3

In our project we have multiple databases and we use alembic for migration.

I know that alembic is supposed to be used only for database structure migration, but we also use it for data migration as it's convenient to have all database migration code in one place.

My problem is that alembic works on one database at a time. So if I have databases DB1 and DB2, alembic will first run all migrations for DB1 and after that all migrations for DB2.

The problems start when we migrate data between databases.
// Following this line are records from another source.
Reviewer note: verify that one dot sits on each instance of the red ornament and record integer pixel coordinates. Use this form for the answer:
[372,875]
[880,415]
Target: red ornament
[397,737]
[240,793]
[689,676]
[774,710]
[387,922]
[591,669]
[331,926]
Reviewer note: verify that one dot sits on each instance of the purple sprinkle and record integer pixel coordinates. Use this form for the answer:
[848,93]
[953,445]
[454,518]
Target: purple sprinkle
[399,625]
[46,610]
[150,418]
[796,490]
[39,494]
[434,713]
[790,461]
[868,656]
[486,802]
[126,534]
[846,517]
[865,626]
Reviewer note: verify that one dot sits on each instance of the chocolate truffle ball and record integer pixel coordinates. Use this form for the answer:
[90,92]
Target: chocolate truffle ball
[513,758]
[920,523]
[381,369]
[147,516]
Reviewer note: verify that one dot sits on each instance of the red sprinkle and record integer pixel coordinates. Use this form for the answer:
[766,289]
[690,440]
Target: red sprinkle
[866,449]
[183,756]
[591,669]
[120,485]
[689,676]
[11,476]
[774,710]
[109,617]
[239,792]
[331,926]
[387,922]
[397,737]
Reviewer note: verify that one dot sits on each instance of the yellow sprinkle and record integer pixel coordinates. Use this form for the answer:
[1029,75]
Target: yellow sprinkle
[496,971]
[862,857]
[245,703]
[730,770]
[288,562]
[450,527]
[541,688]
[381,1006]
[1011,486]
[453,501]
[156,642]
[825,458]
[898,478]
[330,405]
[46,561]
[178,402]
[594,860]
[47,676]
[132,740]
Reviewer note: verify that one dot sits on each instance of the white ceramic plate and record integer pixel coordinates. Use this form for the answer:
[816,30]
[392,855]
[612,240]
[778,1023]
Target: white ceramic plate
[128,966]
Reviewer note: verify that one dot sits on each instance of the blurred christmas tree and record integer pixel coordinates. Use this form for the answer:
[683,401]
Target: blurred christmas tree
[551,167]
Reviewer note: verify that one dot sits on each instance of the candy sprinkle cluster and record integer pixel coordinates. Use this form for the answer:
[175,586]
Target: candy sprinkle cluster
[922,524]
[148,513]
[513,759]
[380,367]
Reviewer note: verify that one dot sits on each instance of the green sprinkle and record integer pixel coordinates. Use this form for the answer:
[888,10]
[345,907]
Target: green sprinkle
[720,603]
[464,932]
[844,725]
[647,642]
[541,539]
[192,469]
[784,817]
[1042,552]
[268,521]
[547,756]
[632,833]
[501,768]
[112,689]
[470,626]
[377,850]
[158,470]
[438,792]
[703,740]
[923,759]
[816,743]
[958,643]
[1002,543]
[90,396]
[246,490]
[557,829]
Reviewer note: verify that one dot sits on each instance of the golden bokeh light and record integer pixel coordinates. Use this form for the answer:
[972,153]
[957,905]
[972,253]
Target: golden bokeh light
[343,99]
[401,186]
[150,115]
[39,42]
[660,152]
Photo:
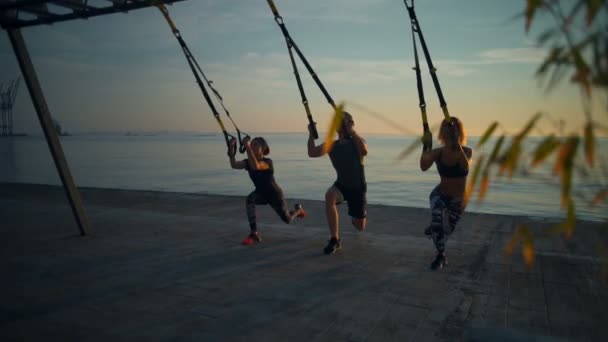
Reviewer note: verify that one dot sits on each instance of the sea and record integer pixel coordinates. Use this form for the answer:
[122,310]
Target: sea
[197,163]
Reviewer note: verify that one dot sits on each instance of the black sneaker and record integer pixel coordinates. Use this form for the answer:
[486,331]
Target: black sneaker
[301,212]
[440,262]
[332,246]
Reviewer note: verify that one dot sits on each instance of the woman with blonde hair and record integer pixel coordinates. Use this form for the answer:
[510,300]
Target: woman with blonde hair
[267,191]
[453,161]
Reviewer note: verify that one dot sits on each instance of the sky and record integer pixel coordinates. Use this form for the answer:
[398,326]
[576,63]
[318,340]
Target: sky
[126,72]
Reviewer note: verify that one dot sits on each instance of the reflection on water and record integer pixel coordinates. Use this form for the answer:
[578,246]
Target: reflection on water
[198,163]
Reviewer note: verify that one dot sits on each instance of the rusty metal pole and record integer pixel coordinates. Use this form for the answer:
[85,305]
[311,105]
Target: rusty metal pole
[52,139]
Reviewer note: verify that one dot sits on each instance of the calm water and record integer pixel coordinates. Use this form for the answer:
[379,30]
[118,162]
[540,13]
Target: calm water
[198,163]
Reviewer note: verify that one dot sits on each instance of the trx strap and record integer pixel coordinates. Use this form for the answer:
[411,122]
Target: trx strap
[416,29]
[291,44]
[194,66]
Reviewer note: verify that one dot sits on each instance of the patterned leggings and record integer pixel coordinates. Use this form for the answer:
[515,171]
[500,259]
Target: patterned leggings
[445,214]
[277,203]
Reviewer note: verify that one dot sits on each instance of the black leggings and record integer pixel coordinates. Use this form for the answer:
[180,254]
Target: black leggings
[277,203]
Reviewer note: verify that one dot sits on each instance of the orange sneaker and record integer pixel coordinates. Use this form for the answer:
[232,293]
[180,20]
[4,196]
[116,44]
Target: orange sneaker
[252,238]
[302,212]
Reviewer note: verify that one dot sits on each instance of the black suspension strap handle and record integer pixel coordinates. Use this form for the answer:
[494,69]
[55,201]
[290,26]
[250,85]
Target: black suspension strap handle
[432,70]
[193,64]
[311,122]
[292,45]
[220,99]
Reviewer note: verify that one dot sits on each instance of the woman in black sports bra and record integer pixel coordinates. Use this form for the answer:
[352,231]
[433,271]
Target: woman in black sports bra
[266,191]
[453,161]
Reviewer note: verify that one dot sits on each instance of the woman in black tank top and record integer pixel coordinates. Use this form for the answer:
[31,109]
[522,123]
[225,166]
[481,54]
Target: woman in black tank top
[453,161]
[266,191]
[346,156]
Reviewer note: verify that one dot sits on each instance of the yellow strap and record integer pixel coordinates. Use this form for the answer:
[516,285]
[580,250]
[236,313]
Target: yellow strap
[219,121]
[165,12]
[425,120]
[336,122]
[273,8]
[446,114]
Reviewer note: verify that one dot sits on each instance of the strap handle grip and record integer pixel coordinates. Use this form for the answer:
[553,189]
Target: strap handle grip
[273,8]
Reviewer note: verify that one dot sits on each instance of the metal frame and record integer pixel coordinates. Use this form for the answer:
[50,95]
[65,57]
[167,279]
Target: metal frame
[23,13]
[39,12]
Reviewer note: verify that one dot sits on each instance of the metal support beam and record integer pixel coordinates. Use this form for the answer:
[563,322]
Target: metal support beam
[44,115]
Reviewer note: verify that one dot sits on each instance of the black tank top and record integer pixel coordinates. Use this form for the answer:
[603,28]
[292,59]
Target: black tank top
[349,166]
[264,179]
[450,171]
Say, if in I'm in revision N of DB1 try to access data in DB2, the migration can fail because DB2 can be on revision zero or N-X.

Question: is it possible to run alembic migrations one by one for all databases instead of running all migrations for DB1 and then running all for DB2?
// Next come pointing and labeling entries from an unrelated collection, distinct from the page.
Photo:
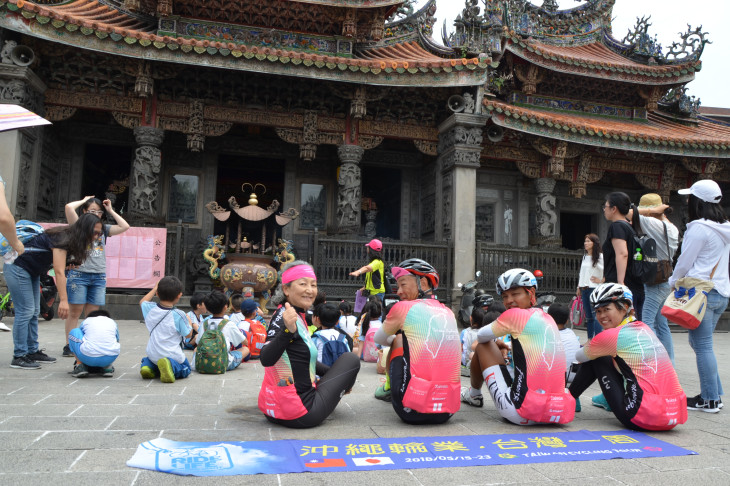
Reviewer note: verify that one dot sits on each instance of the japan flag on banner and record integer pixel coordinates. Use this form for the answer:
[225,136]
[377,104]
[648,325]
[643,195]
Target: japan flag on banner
[372,461]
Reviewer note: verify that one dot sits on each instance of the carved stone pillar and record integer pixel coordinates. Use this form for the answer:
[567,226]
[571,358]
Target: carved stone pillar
[144,185]
[546,218]
[349,194]
[460,148]
[21,150]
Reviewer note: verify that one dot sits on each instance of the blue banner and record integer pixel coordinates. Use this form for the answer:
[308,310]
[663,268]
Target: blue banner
[294,456]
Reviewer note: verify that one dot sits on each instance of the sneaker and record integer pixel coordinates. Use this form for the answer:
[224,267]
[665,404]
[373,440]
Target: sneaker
[41,356]
[382,394]
[24,363]
[80,370]
[146,372]
[466,397]
[166,373]
[702,405]
[601,402]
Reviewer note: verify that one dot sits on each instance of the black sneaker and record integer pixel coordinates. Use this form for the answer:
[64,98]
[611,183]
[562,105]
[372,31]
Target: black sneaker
[24,363]
[702,405]
[41,356]
[80,370]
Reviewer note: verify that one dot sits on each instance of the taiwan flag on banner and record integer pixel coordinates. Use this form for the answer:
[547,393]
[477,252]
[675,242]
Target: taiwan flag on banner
[326,463]
[372,461]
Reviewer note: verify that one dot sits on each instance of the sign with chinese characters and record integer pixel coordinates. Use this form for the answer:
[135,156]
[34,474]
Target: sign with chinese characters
[136,258]
[294,456]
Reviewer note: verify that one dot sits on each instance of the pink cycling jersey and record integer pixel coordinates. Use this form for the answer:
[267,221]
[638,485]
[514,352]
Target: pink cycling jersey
[433,353]
[662,400]
[538,388]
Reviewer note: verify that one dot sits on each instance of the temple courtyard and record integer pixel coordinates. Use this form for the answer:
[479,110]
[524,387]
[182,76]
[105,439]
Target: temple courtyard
[56,429]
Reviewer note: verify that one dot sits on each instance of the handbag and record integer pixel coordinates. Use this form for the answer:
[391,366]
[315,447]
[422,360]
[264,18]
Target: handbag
[664,267]
[687,303]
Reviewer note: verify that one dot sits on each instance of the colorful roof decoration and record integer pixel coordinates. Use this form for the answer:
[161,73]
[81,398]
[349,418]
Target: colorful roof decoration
[597,60]
[658,134]
[92,25]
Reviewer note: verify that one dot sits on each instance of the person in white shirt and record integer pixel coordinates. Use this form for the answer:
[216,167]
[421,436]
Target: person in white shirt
[591,275]
[95,343]
[216,303]
[705,250]
[655,223]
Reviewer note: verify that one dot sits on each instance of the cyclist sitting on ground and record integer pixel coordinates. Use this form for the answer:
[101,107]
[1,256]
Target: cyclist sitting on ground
[424,358]
[537,392]
[631,366]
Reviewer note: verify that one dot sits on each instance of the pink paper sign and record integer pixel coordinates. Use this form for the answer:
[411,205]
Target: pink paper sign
[135,259]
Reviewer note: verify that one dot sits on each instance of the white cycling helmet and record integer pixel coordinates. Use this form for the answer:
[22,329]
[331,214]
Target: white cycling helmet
[516,277]
[606,293]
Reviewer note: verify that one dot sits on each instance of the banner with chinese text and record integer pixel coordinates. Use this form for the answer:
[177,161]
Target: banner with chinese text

My current env.py migration function:

def run_migrations_online():
    """
    for the direct-to-DB use case, start a transaction on all
    engines, then run all migrations, then commit all transactions.
    """

    engines = {}
    for name in re.split(r',\s*', db_names):
        engines[name] = rec = {}

        cfg = context.config.get_section(name)
        if not 'sqlalchemy.url' in cfg:
            cfg['sqlalchemy.url'] = build_url(name)

        rec['engine'] = engine_from_config(
            cfg,
            prefix='sqlalchemy.',
            poolclass=pool.NullPool)

    for name, rec in engines.items():
        engine = rec['engine']
        rec['connection'] = conn = engine.connect()
        rec['transaction'] = conn.begin()

    try:
        for name, rec in engines.items():
            logger.info("Migrating database %s" % name)
            context.configure(
                connection=rec['connection'],
                upgrade_token="%s_upgrades" % name,
                downgrade_token="%s_downgrades" % name,
                target_metadata=target_metadata.get(name))
            context.run_migrations(engine_name=name)

        for rec in engines.values():
            rec['transaction'].commit()
    except:
        for rec in engines.values():
            rec['transaction'].rollback()
        raise
    finally:
        for rec in engines.values():
            rec['connection'].close()
Minras
  • 4,136
  • 4
  • 18
  • 18
  • When you say migrating data do you mean moving data about in say columns or do you mean copying data from db1 to db2? – Ciaran Liedeman Sep 10 '15 at 14:26
  • @Anarci, moving data within the database is not a problem as all tables/columns in the database are on the same revision. The problem is indeed moving data between databases, as when I'm doing something in DB1 with revision N, the revision of DB2 is unknown. – Minras Sep 11 '15 at 15:07
  • Not sure about what you mean by **run migrations one by one for all databases** , for migrating different versions of schema to different databases, you can write your own script and run migration programmatically, [my answer in this SO thread](https://stackoverflow.com/a/69925218/9853105) has an example, hope that helps – Ham Nov 11 '21 at 08:36

1 Answers1

1

While I haven't tested this myself, I have been reading https://alembic.sqlalchemy.org/en/latest/api/script.html

It seems feasible that you could use ScriptDirectory to iterate through all the revisions, check if each db needs to apply that revision, and then rather than context.run_migrations you could manually call command.upgrade(config, revision) to apply that one revision.

Tonechas
  • 13,398
  • 16
  • 46
  • 80
karina
  • 805
  • 5
  • 10